For the week that’s in it: on the side of a road to the immediate north-west of Tralee, County Kerry can be found the graveyard of Clogherbrien. Seemingly, this site is where Mary O’Connor, the original Rose of Tralee, was buried. According to popular legend, she was a poor but beautiful servant girl with whom William Mulchinock, member of a wealthy merchant family fell in love and about whom he later wrote the following sentimental lines:
‘The pale moon was rising above the green mountains,
The sun was declining beneath the blue sea,
When I strayed with my love by the pure crystal fountain,
That stands in the beautiful Vale of Tralee.
She was lovely and fair as the rose of the summer,
Yet ‘twas not her beauty alone that won me.
Oh no, ‘twas the truth in her eyes ever dawning
That made me love Mary, the Rose of Tralee.’




The same popular tale proposes that in 1843, having been falsely accused of the murder of another local man, William Mulchinock was forced to abandon the lovely Mary O’Connor and flee Ireland, moving to India where he became a war correspondent on the Northwest frontier during the Afghanistan War. Supposedly, following the intervention of fellow Irishman and Commander-in-Chief of the British army in India, Field-Marshall Hugh Gough, after six years Mulchinock was able to return home. However, the day he arrived back in Tralee happened to coincide with Mary O’Connor’s funeral. Seemingly Mulchinock was heartbroken, although he recovered sufficiently to marry later that year and move to the United States where he and his wife Alice had a number of children, Mulchinock, legend would have it, then abandoned this family, preferring to return once more to Tralee where he pined for Mary O’Connor before dying of fever in 1864.

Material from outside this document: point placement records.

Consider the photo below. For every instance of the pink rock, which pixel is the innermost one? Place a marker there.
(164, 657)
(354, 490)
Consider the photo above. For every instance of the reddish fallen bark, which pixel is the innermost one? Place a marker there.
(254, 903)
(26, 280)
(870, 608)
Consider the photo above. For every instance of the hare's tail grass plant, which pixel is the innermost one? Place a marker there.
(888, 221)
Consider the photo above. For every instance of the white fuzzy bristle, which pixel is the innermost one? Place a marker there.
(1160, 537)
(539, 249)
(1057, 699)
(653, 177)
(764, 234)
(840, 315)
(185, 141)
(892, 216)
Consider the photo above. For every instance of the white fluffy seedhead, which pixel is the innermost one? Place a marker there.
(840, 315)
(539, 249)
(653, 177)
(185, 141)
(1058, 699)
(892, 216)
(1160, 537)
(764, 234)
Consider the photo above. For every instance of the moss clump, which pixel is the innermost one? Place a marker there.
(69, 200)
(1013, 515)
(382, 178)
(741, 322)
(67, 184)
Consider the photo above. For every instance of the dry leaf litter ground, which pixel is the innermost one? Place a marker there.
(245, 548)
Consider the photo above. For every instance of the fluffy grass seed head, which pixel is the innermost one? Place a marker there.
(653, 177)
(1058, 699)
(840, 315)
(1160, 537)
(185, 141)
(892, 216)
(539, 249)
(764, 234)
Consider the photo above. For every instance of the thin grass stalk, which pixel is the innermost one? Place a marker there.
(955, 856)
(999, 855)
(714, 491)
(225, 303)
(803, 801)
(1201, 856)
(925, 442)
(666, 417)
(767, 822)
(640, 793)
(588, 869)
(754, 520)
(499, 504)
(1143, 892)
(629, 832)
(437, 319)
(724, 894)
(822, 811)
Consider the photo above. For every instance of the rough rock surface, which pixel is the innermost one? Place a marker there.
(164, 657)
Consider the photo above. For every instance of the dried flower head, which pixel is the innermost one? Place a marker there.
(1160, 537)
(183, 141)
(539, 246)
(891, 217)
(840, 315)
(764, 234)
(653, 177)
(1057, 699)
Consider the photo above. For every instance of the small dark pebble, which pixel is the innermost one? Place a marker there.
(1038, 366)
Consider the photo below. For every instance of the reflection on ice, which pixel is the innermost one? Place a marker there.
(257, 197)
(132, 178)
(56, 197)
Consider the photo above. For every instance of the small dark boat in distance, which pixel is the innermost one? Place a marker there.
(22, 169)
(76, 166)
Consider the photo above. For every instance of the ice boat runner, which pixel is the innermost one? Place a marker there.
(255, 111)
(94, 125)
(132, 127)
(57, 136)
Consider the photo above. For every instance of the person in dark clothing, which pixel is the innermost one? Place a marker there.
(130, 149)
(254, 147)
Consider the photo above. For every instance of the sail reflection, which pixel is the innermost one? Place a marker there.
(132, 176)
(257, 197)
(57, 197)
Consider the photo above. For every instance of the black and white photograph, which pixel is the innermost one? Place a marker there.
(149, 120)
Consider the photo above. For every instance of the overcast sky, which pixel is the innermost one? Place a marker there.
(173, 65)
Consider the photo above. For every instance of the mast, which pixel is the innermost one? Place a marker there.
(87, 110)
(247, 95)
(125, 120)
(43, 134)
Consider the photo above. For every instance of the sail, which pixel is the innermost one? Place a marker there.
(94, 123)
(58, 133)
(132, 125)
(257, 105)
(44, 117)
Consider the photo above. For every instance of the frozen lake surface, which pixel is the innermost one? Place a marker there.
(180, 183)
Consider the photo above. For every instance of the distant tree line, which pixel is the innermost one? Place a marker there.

For all its whimsical charm, the above story bears little semblance to the truth. William Pembroke Mulchinock (1820-64) was indeed the member of a well-to-do merchant family in Tralee, and indeed a supporter of the Young Ireland movement in the 1840s. On the other hand, the date of his marriage to Alice Keogh of Ballinasloe was 1847 (when he was supposed still to be in India) and, accompanied by his wife and a young daughter, he emigrated to the United States in 1848: the couple would later have a son. In New York, Mulchinock worked for various newspapers and wrote verses, publishing a collection in 1851: tellingly, this volume (dedicated to Henry Longfellow) did not include ‘The Rose of Tralee.’ That poem had already appeared in print in 1846, when included in a volume called The heir of Abbotsville by English author, Edward Mordaunt Spencer, published the verses in his 1846 volume, The heir of Abbotsville, with an annotation stating ‘Set to music by Stephen Glover, and published by C. Jeffreys, Soho-square.’ As for Mulchinock, it is true that his marriage failed and that he returned to Tralee where in 1861 he was one of the founders of the Kerry Star, the first Roman Catholic-run newspaper in Kerry, dying of fever in October 1864. Returning to Mary O’Connor, her own supposed burial place is marked not by one of the handsome table tombs which proliferate in Clogherbrien graveyard, but by a singularly ugly modern monument.